Revenue of $535m, up 24%
Underlying net profit of $330m, up 269%
Statutory net profit of $581m, up 720%
Interim dividend of 22 cents per share, up 5%
Statutory profits were boosted by a significant one-off profit from Washington H Soul Pattinson’s (ASX: SOL) merger with Milton.
The merger resulted in a $279m one-off (non-cash) profit to Brickworks.
Brickworks’ property portfolio delivered record half-year earnings of $358m, up 289% compared to the previous period.
The bulk of the earnings increase was driven by revaluation profits of $228m.
“We have seen strong demand and sustained growth in the value of our Property Trust over a number of years. The pandemic has only fuelled this growth, by accelerating industry trends towards online shopping and increasing the importance of well-located distribution hubs and sophisticated supply chain solutions,” said Managing Director Lindsay Partridge.
Earnings for Building Products Australia rose 66% to $27m, buoyed by a strong recovery in Sydney and Melbourne sales after restrictions were lifted around last November.
Encouragingly, earnings margins increased by 3 percentage points to 16% due to improved production efficiencies and price increases across most business units.
“The performance of Austral Bricks was particularly strong, with revenue and earnings higher in all east coast states.
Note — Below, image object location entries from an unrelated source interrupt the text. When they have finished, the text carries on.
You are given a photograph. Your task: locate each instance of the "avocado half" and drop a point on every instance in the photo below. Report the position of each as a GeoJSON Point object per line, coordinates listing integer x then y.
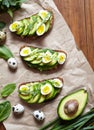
{"type": "Point", "coordinates": [72, 105]}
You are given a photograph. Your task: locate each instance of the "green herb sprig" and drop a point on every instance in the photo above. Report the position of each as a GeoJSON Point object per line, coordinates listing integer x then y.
{"type": "Point", "coordinates": [84, 122]}
{"type": "Point", "coordinates": [8, 89]}
{"type": "Point", "coordinates": [10, 5]}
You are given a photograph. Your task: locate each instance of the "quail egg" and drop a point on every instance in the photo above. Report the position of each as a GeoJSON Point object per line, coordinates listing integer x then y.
{"type": "Point", "coordinates": [18, 109]}
{"type": "Point", "coordinates": [39, 115]}
{"type": "Point", "coordinates": [12, 63]}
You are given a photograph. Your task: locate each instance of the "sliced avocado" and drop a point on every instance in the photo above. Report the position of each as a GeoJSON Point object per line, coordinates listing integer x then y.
{"type": "Point", "coordinates": [30, 58]}
{"type": "Point", "coordinates": [34, 99]}
{"type": "Point", "coordinates": [26, 28]}
{"type": "Point", "coordinates": [50, 96]}
{"type": "Point", "coordinates": [57, 91]}
{"type": "Point", "coordinates": [21, 28]}
{"type": "Point", "coordinates": [36, 61]}
{"type": "Point", "coordinates": [41, 99]}
{"type": "Point", "coordinates": [54, 59]}
{"type": "Point", "coordinates": [72, 105]}
{"type": "Point", "coordinates": [33, 19]}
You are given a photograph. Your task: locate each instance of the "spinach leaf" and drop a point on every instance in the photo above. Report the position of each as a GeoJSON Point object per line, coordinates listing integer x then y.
{"type": "Point", "coordinates": [8, 89]}
{"type": "Point", "coordinates": [5, 110]}
{"type": "Point", "coordinates": [2, 25]}
{"type": "Point", "coordinates": [5, 53]}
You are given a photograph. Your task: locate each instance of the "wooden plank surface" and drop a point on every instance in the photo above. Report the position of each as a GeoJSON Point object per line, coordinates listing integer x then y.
{"type": "Point", "coordinates": [79, 15]}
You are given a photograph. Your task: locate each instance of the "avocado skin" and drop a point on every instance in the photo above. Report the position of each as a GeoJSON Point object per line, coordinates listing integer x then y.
{"type": "Point", "coordinates": [80, 93]}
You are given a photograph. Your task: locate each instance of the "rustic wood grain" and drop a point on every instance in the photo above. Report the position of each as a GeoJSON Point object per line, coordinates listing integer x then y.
{"type": "Point", "coordinates": [79, 15]}
{"type": "Point", "coordinates": [2, 127]}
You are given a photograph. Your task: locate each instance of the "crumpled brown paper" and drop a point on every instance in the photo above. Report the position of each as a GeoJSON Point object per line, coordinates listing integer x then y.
{"type": "Point", "coordinates": [76, 72]}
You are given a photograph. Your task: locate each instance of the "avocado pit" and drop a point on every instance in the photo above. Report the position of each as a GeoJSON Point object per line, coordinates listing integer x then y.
{"type": "Point", "coordinates": [71, 107]}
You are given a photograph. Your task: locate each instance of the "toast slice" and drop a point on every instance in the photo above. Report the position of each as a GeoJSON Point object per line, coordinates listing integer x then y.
{"type": "Point", "coordinates": [40, 91]}
{"type": "Point", "coordinates": [34, 26]}
{"type": "Point", "coordinates": [42, 59]}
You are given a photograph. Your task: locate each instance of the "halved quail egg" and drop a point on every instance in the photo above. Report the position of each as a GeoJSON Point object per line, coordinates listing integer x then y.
{"type": "Point", "coordinates": [44, 14]}
{"type": "Point", "coordinates": [41, 29]}
{"type": "Point", "coordinates": [12, 63]}
{"type": "Point", "coordinates": [47, 57]}
{"type": "Point", "coordinates": [57, 83]}
{"type": "Point", "coordinates": [14, 26]}
{"type": "Point", "coordinates": [61, 58]}
{"type": "Point", "coordinates": [46, 89]}
{"type": "Point", "coordinates": [25, 51]}
{"type": "Point", "coordinates": [24, 89]}
{"type": "Point", "coordinates": [18, 109]}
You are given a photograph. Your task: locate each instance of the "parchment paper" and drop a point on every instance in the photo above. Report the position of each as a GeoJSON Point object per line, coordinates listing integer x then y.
{"type": "Point", "coordinates": [76, 72]}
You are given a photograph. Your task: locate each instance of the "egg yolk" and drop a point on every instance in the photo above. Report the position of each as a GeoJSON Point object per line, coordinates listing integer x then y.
{"type": "Point", "coordinates": [47, 58]}
{"type": "Point", "coordinates": [41, 29]}
{"type": "Point", "coordinates": [25, 51]}
{"type": "Point", "coordinates": [62, 58]}
{"type": "Point", "coordinates": [24, 88]}
{"type": "Point", "coordinates": [44, 14]}
{"type": "Point", "coordinates": [46, 89]}
{"type": "Point", "coordinates": [14, 26]}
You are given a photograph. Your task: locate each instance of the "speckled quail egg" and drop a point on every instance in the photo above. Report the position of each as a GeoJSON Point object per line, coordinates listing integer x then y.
{"type": "Point", "coordinates": [2, 37]}
{"type": "Point", "coordinates": [18, 109]}
{"type": "Point", "coordinates": [12, 63]}
{"type": "Point", "coordinates": [39, 115]}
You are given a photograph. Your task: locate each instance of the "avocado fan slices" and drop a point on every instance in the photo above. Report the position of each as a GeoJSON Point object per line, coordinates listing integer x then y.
{"type": "Point", "coordinates": [34, 26]}
{"type": "Point", "coordinates": [42, 59]}
{"type": "Point", "coordinates": [40, 91]}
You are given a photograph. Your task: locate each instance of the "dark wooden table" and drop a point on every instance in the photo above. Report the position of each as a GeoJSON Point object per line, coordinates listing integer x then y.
{"type": "Point", "coordinates": [79, 15]}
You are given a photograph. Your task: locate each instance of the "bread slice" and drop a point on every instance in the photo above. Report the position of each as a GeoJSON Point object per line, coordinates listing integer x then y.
{"type": "Point", "coordinates": [42, 59]}
{"type": "Point", "coordinates": [34, 26]}
{"type": "Point", "coordinates": [32, 92]}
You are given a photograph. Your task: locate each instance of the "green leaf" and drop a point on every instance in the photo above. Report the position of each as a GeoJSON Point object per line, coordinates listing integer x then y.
{"type": "Point", "coordinates": [2, 25]}
{"type": "Point", "coordinates": [9, 11]}
{"type": "Point", "coordinates": [8, 89]}
{"type": "Point", "coordinates": [5, 110]}
{"type": "Point", "coordinates": [5, 53]}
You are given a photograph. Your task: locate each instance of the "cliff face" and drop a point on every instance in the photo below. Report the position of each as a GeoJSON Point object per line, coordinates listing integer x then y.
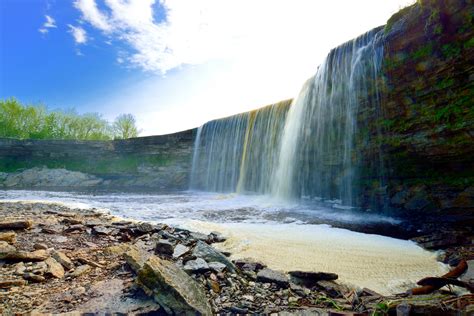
{"type": "Point", "coordinates": [425, 126]}
{"type": "Point", "coordinates": [157, 162]}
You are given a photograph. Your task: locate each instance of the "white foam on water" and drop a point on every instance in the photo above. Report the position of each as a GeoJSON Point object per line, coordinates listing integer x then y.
{"type": "Point", "coordinates": [383, 264]}
{"type": "Point", "coordinates": [276, 234]}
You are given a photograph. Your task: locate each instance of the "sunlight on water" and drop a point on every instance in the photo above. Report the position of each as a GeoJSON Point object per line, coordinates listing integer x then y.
{"type": "Point", "coordinates": [215, 207]}
{"type": "Point", "coordinates": [275, 233]}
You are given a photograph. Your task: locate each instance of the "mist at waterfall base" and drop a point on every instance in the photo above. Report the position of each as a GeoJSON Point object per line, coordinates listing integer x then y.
{"type": "Point", "coordinates": [282, 235]}
{"type": "Point", "coordinates": [269, 179]}
{"type": "Point", "coordinates": [306, 148]}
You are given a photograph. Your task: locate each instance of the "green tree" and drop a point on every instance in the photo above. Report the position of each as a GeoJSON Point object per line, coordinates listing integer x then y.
{"type": "Point", "coordinates": [36, 122]}
{"type": "Point", "coordinates": [125, 127]}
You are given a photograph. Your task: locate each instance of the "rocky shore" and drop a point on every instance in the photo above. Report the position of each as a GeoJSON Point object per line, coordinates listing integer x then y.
{"type": "Point", "coordinates": [58, 260]}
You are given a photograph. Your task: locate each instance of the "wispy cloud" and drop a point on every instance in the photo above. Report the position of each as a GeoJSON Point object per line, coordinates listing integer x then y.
{"type": "Point", "coordinates": [49, 24]}
{"type": "Point", "coordinates": [78, 33]}
{"type": "Point", "coordinates": [194, 32]}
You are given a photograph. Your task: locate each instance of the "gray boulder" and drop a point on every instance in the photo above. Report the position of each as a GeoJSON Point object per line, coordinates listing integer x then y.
{"type": "Point", "coordinates": [172, 288]}
{"type": "Point", "coordinates": [208, 253]}
{"type": "Point", "coordinates": [195, 266]}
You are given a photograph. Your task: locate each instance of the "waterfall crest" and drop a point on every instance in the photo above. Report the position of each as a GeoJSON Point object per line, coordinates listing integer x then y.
{"type": "Point", "coordinates": [238, 153]}
{"type": "Point", "coordinates": [307, 149]}
{"type": "Point", "coordinates": [318, 157]}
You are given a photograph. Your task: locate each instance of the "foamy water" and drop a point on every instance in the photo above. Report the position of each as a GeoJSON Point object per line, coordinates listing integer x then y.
{"type": "Point", "coordinates": [277, 234]}
{"type": "Point", "coordinates": [383, 264]}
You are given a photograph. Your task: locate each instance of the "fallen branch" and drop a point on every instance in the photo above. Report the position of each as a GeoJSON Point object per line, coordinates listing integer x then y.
{"type": "Point", "coordinates": [431, 286]}
{"type": "Point", "coordinates": [16, 224]}
{"type": "Point", "coordinates": [440, 282]}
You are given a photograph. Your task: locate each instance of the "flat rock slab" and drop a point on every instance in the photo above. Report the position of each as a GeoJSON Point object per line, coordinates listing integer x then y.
{"type": "Point", "coordinates": [54, 268]}
{"type": "Point", "coordinates": [108, 299]}
{"type": "Point", "coordinates": [9, 237]}
{"type": "Point", "coordinates": [172, 288]}
{"type": "Point", "coordinates": [136, 257]}
{"type": "Point", "coordinates": [198, 265]}
{"type": "Point", "coordinates": [37, 255]}
{"type": "Point", "coordinates": [80, 270]}
{"type": "Point", "coordinates": [164, 247]}
{"type": "Point", "coordinates": [469, 275]}
{"type": "Point", "coordinates": [6, 249]}
{"type": "Point", "coordinates": [62, 259]}
{"type": "Point", "coordinates": [180, 250]}
{"type": "Point", "coordinates": [271, 276]}
{"type": "Point", "coordinates": [10, 283]}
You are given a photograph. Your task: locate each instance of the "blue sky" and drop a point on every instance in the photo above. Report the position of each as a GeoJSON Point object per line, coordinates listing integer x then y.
{"type": "Point", "coordinates": [174, 64]}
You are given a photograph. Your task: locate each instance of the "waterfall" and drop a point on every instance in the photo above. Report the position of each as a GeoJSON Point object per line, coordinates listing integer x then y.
{"type": "Point", "coordinates": [309, 148]}
{"type": "Point", "coordinates": [238, 153]}
{"type": "Point", "coordinates": [318, 157]}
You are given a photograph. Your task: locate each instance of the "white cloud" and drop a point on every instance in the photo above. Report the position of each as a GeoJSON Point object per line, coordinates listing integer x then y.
{"type": "Point", "coordinates": [194, 32]}
{"type": "Point", "coordinates": [50, 23]}
{"type": "Point", "coordinates": [79, 34]}
{"type": "Point", "coordinates": [243, 53]}
{"type": "Point", "coordinates": [91, 14]}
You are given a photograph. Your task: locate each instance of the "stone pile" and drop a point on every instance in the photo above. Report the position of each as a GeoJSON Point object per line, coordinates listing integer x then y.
{"type": "Point", "coordinates": [82, 261]}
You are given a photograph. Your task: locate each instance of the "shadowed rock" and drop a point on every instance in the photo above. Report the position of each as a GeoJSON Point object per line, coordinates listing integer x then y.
{"type": "Point", "coordinates": [271, 276]}
{"type": "Point", "coordinates": [9, 237]}
{"type": "Point", "coordinates": [16, 224]}
{"type": "Point", "coordinates": [172, 288]}
{"type": "Point", "coordinates": [136, 257]}
{"type": "Point", "coordinates": [62, 259]}
{"type": "Point", "coordinates": [54, 268]}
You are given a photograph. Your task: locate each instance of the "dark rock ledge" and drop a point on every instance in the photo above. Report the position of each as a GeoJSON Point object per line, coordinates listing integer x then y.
{"type": "Point", "coordinates": [57, 260]}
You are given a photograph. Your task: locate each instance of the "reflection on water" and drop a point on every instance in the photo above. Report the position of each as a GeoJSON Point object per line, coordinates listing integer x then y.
{"type": "Point", "coordinates": [214, 207]}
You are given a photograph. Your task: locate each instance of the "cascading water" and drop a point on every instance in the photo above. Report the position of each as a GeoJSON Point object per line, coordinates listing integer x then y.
{"type": "Point", "coordinates": [238, 153]}
{"type": "Point", "coordinates": [312, 149]}
{"type": "Point", "coordinates": [318, 156]}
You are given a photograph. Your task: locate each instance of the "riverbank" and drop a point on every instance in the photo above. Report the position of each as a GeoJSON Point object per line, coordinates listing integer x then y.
{"type": "Point", "coordinates": [76, 260]}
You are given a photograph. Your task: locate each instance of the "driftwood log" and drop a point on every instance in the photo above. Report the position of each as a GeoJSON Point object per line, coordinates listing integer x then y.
{"type": "Point", "coordinates": [430, 285]}
{"type": "Point", "coordinates": [440, 282]}
{"type": "Point", "coordinates": [16, 224]}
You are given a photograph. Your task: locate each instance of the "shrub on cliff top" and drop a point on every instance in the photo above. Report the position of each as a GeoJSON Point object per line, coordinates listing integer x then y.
{"type": "Point", "coordinates": [36, 122]}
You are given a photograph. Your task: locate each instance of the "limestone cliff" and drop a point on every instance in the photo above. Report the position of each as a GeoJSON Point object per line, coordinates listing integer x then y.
{"type": "Point", "coordinates": [157, 162]}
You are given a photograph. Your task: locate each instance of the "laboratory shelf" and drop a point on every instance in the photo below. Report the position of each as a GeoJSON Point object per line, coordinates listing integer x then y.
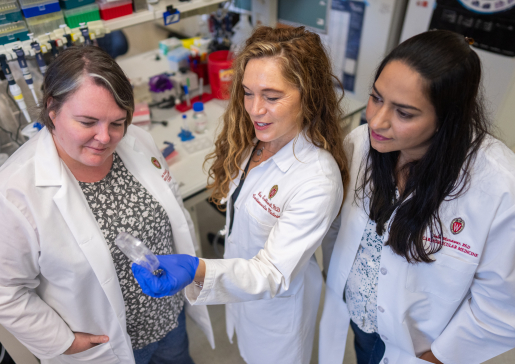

Brick sales have been supported by a long backlog of detached housing projects steadily moving through the construction pipeline,” said Patridge.
Brickworks has been exploring opportunities to realise value from its portfolio of operational land, and now in advanced discussions for a potential Joint Venture Property Trust in partnership with Goodman Group (ASX: GMG).
An initial portfolio of 15 Building Products' properties has been identified, worth around $415m.
Brickworks does not expect the trust to have a material of impact on earnings in its initial stages.
Brickworks flagged several near-term risks including:
Severe wet weather and flooding along the east coast reducing construction activity in markets such as Sydney and Brisbane
Ongoing margin pressures in North American operations
The Russia-Ukraine war driving upward pressure on inflation, interest rates and a decline in consumer confidence
Notwithstanding the potential headwinds, Partridge believed the business is in a strong position with a diversified portfolio of assets.
"The increasing scale of our operations means we are on track to record over $1 billion in annual Group revenue, for the first time."